So I have been diagnosed with cyclothymia
, but I don't think it's the case. I am 21 going on 22, female. I have a family history of mental problems. So to lay it out briefly - I get depressive, manic/hypomanic and mixed episodes. Usually, I sense when an episode is approaching, but I do not know how long it would last. With depression it might last from 2 hours to 2 months. Manic/hypomanic - 1 hour to 2 weeks. Mixed is usually a day or a week.
Depressive episodes include loss of interest in anything, loss of motivation (I just couldn't care less about my lectures and other duties), I don't feel like eating, sometimes I can't sleep either, just feel really deep in dispair and hopelessness. I can usually distinguish an episode from feeling just a bit low because when I feel blue I feel things like love and I care about other, when it's an episode - everything can burn and I would not care. When I'm manic/hypomanic - I feel I'm the best at everything, that everyone loves me, I don't care how much money I spend, and I become quite sexually promiscuous. When it goes too far I become paranoid about others talking about me, or plotting against me. Sometimes I have delusions like feeling that gravity is way to strong for me. And with mixed I guess that would be the fits of rage. They usually come towards the nightfall. And I tend to be very hysterical, I would hurt myself, like cutting or throwing myself at things, but it has got worse because I started beating up my boyfriend who is much bigger than me, and he couldn't stop me.
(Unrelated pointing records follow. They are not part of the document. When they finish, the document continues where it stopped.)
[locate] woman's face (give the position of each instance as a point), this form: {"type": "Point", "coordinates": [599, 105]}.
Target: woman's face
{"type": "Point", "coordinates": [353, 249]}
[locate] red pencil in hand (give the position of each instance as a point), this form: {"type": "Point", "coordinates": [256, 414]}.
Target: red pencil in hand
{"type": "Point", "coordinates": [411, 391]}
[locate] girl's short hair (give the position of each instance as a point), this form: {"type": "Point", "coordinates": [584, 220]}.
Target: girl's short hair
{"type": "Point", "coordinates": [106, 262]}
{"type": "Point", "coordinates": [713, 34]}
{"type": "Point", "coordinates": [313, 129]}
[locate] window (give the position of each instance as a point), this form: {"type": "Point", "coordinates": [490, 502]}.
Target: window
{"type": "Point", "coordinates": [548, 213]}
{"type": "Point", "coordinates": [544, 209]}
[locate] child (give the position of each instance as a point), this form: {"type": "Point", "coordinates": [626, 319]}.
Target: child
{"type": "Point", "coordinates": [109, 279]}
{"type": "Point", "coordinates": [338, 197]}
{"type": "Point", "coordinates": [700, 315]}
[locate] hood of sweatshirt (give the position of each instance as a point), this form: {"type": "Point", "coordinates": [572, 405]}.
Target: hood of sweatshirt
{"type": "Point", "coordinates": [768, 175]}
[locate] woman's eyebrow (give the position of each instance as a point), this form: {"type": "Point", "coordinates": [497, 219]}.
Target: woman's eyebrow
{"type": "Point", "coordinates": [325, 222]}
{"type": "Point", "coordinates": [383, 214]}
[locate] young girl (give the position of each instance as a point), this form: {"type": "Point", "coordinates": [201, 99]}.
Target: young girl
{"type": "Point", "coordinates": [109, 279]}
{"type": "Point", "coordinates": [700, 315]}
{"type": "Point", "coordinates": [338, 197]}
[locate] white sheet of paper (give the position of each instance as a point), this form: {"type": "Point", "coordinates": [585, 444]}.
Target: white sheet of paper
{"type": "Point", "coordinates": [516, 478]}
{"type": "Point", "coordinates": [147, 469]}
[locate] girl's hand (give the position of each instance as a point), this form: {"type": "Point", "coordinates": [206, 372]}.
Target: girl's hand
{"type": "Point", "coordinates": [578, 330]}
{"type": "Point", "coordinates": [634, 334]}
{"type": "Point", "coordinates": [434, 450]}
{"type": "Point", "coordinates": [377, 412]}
I become suicidal and sometimes I get into this sort of trance and I cut myself more, being totally oblivious to everything, not feeling pain at all.
I must say, I cannot really say what I am as a person, but apparently it is quite normal for me to be impulsive, but rational at the same time. And I have noticed that over the past 5 years this got worse. What I want to know is what it might or is it just a cyclothymia thing, should I go see another doctor and what should I expect.